Agresti, decir que los críticos opinan mal porque “no saben filmar un sapo” además de reaccionario y poco democrático es una estupidez. Es como cuestionar a un comentarista deportivo porque nunca pateó una pelota. Para el caso, la gente entonces aplaude, no sé, El secreto de sus ojos -que se ve que a usted le encantó- porque es ignorante y tampoco sabe filmar un sapo. Y lo digo yo, sin justificación alguna y sólo porque se me canta. A no ser que el público tenga una formación audiovisual que los críticos desconozcamos. En todo caso la realización y el disfrute del cine sólo debería quedar reservado a quienes saben filmar un sapo. Más allá del exabrupto intento demostrar el absurdo de estos argumentos que, si molestan, es porque se han convertido en un discurso demasiado instalado.

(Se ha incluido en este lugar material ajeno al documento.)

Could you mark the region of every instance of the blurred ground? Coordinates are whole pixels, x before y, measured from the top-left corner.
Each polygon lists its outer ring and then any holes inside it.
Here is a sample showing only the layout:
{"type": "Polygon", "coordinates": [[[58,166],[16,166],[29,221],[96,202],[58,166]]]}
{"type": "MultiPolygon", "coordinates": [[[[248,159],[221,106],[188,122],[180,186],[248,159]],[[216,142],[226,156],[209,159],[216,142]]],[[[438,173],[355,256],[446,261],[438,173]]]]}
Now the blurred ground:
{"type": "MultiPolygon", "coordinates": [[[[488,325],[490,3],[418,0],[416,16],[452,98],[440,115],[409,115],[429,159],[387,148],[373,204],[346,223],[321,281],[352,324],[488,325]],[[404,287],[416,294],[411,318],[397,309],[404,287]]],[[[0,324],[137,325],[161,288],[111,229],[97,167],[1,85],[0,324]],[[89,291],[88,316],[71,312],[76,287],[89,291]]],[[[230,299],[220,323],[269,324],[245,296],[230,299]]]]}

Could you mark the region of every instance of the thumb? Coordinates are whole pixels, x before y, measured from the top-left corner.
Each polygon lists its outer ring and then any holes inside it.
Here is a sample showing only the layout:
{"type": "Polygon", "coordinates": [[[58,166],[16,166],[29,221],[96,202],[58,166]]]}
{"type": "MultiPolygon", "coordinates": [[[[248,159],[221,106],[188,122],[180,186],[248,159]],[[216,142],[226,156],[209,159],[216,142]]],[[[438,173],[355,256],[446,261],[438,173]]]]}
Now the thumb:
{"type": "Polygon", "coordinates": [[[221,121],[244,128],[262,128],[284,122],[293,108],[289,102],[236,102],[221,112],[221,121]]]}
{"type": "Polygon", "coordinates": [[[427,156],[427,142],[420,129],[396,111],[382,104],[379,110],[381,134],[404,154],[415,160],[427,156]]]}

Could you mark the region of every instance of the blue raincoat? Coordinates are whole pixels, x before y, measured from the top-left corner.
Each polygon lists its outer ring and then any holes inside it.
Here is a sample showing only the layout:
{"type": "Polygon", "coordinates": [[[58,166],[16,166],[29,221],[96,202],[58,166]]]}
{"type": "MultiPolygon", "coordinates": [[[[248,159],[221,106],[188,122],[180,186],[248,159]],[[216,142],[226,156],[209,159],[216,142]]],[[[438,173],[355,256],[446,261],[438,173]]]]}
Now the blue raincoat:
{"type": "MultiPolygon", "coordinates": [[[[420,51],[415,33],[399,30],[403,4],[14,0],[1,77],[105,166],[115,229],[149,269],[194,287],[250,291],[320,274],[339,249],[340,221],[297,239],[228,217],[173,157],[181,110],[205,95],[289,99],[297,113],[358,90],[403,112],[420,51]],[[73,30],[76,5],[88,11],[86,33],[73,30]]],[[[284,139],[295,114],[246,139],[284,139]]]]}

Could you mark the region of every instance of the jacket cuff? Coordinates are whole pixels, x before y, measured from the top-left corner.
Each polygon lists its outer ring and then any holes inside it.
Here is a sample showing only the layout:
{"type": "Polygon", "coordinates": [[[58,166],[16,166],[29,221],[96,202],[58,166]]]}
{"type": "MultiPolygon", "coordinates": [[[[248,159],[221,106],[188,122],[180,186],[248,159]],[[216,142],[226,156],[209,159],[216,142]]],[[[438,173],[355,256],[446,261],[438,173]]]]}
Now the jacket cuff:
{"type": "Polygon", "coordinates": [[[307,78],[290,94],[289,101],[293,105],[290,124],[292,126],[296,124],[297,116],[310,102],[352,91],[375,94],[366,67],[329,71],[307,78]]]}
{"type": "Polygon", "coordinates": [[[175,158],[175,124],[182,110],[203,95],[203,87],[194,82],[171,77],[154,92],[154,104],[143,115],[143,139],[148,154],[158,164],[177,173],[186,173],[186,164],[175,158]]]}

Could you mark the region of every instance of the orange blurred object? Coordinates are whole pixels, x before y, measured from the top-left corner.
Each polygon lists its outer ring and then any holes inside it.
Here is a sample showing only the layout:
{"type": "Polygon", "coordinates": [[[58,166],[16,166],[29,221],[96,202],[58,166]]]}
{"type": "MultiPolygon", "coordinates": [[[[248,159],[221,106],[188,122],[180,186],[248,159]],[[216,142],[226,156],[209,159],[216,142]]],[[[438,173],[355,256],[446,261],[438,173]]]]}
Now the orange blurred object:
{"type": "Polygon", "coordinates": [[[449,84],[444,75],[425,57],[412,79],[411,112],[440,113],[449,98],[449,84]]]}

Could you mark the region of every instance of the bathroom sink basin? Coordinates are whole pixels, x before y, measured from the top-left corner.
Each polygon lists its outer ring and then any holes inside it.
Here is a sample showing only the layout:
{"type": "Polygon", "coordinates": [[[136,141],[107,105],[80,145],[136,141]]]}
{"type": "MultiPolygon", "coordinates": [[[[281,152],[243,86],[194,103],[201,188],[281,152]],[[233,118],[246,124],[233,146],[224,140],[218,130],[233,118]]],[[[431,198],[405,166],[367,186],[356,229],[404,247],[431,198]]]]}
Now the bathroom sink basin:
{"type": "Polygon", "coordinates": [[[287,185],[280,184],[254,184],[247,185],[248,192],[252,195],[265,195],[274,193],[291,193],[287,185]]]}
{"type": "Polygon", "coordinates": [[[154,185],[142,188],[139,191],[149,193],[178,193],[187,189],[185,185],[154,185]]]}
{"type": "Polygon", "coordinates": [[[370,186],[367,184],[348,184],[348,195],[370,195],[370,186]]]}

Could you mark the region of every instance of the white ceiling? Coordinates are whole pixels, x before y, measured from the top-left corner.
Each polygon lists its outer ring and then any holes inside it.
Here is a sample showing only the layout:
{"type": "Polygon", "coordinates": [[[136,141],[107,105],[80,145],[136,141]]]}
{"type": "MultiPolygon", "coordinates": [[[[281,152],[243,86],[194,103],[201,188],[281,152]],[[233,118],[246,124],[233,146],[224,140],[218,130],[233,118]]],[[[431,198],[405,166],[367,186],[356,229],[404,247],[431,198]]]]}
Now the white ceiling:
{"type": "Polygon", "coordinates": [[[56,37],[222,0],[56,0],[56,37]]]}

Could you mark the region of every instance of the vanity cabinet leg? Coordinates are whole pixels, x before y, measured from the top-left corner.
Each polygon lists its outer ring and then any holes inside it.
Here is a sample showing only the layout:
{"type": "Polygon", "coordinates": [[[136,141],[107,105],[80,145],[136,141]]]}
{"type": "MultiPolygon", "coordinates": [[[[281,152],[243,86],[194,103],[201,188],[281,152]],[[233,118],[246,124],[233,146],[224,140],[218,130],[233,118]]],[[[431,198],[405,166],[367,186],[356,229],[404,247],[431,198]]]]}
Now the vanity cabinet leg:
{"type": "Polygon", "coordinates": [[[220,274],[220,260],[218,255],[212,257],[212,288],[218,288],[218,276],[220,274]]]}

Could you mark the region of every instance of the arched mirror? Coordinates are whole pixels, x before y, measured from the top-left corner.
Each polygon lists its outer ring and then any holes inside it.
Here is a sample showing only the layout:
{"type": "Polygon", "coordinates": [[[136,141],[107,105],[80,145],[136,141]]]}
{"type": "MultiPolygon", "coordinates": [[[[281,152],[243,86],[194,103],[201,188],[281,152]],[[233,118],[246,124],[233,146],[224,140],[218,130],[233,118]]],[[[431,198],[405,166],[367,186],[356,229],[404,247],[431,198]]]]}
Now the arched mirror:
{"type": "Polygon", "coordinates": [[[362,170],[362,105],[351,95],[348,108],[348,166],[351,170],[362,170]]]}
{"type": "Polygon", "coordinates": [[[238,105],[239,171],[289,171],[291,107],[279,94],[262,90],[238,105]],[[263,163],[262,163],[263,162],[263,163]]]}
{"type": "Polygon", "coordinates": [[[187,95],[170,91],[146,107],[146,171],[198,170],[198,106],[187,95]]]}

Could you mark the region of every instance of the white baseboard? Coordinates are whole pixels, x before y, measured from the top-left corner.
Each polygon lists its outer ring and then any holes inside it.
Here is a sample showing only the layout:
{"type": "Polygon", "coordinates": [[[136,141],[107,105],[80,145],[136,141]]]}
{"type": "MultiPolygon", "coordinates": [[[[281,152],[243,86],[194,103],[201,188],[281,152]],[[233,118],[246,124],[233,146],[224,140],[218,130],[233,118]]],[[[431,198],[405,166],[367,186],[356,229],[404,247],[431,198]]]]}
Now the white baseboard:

En todo caso, siguiendo su lógica desmañada, le podría decir que la opinión de los directores de cine, en su gran mayoría, proviene de gente que no sabe opinar porque carece de elementos para formar un discurso, cosa que se aprende en la Escuela de Periodismo.

En el fondo, estimo, todos queremos que al cine nacional le vaya bien. No entender que en la variedad de propuestas y de gustos, pero siempre sosteniendo un criterio de calidad, se encuentra la clave es perder el norte. Recién con una base de buen cine, de películas festivaleras y de películas taquilleras, podremos lograr una industria. Creer que el camino es inverso es una gran equivocación. “Hay que recordar que la voluntad sirve para empezar a correr, no para terminar”.